Madame le garde des sceaux, vous le savez, car tout le monde le dit, il y a beaucoup à faire pour appliquer la législation déjà existante. Il n'est donc pas nécessaire de recourir à des dispositions portant atteinte aux fondements de notre République.
Des aumôniers de prison ont écrit ceci : « Aumôniers de prison, la rencontre régulière des personnes détenues nous rend bien conscients de la gravité des problèmes que soulève le projet de loi relatif à la rétention de sûreté. Le manque d'un suivi sérieux, indispensable aux auteurs d'actes graves à l'égard d'enfants, explique sans doute, pour une grande part, que ces personnes peuvent représenter un risque réel de récidive à la fin de leur peine. C'est pourquoi nous sommes convaincus qu'il faut entourer leur remise en liberté de précautions adaptées qui limitent ce risque.

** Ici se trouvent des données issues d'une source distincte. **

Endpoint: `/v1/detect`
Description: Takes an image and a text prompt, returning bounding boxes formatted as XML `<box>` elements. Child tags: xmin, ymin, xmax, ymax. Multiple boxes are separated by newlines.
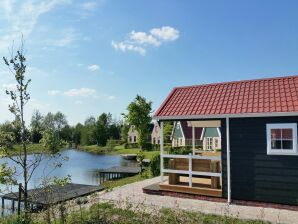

« Qu'on sanctionne encore des coupables qui ont fini de payer leur dette à la société pose problème. »
Je pourrais poursuivre et évoquer également le climat général, le rapport Ginesti, celui de l'INSERM, les déclarations très lourdes faites par M. Nicolas Sarkozy au cours d'un dialogue avec Michel Onfray : la génétique prédisposerait au crime. Lorsque l'on pense cela, on en tire naturellement un certain nombre de conséquences, comme en témoigne la philosophie qui, malheureusement, inspire ce texte.
Avant de conclure, madame le garde des sceaux, je vous poserai une question. Si une personne récidive après avoir purgé sa peine et qu'elle n'a pas « bénéficié » du dispositif inscrit dans ce texte, ne dira-t-on pas alors que la commission pluridisciplinaire des mesures de sûreté a failli, qu'elle est coupable ? Que dira l'opinion si, après avoir subi la rétention de sûreté, une personne ayant retrouvé la liberté récidive ? Que dira alors le Président de la République sur le perron de l'Élysée ? Ira-t-on jusqu'à remettre en place des solutions extrêmes contre lesquelles notre civilisation s'est élevée, aidée en cela par le talent de Robert Badinter ?
M. About nous a déclaré que les personnes placées en rétention ne seraient pas des détenus. Mais que seront-elles alors ?
Mon dernier mot sera pour les victimes - oui, mes chers collègues, nous pensons d'abord à elles -, car elles méritent mieux. Elles méritent que, du premier au dernier jour de la détention, tout soit fait non seulement, certes, pour surveiller et pour punir, mais également pour amender, guérir, préparer l'avenir et prévenir la récidive. Elles méritent ensuite que tout soit fait avec le soin nécessaire pour accompagner la personne qui recouvre la liberté. Voilà ce que les victimes attendent et méritent. C'est cela que notre société doit exiger pleinement.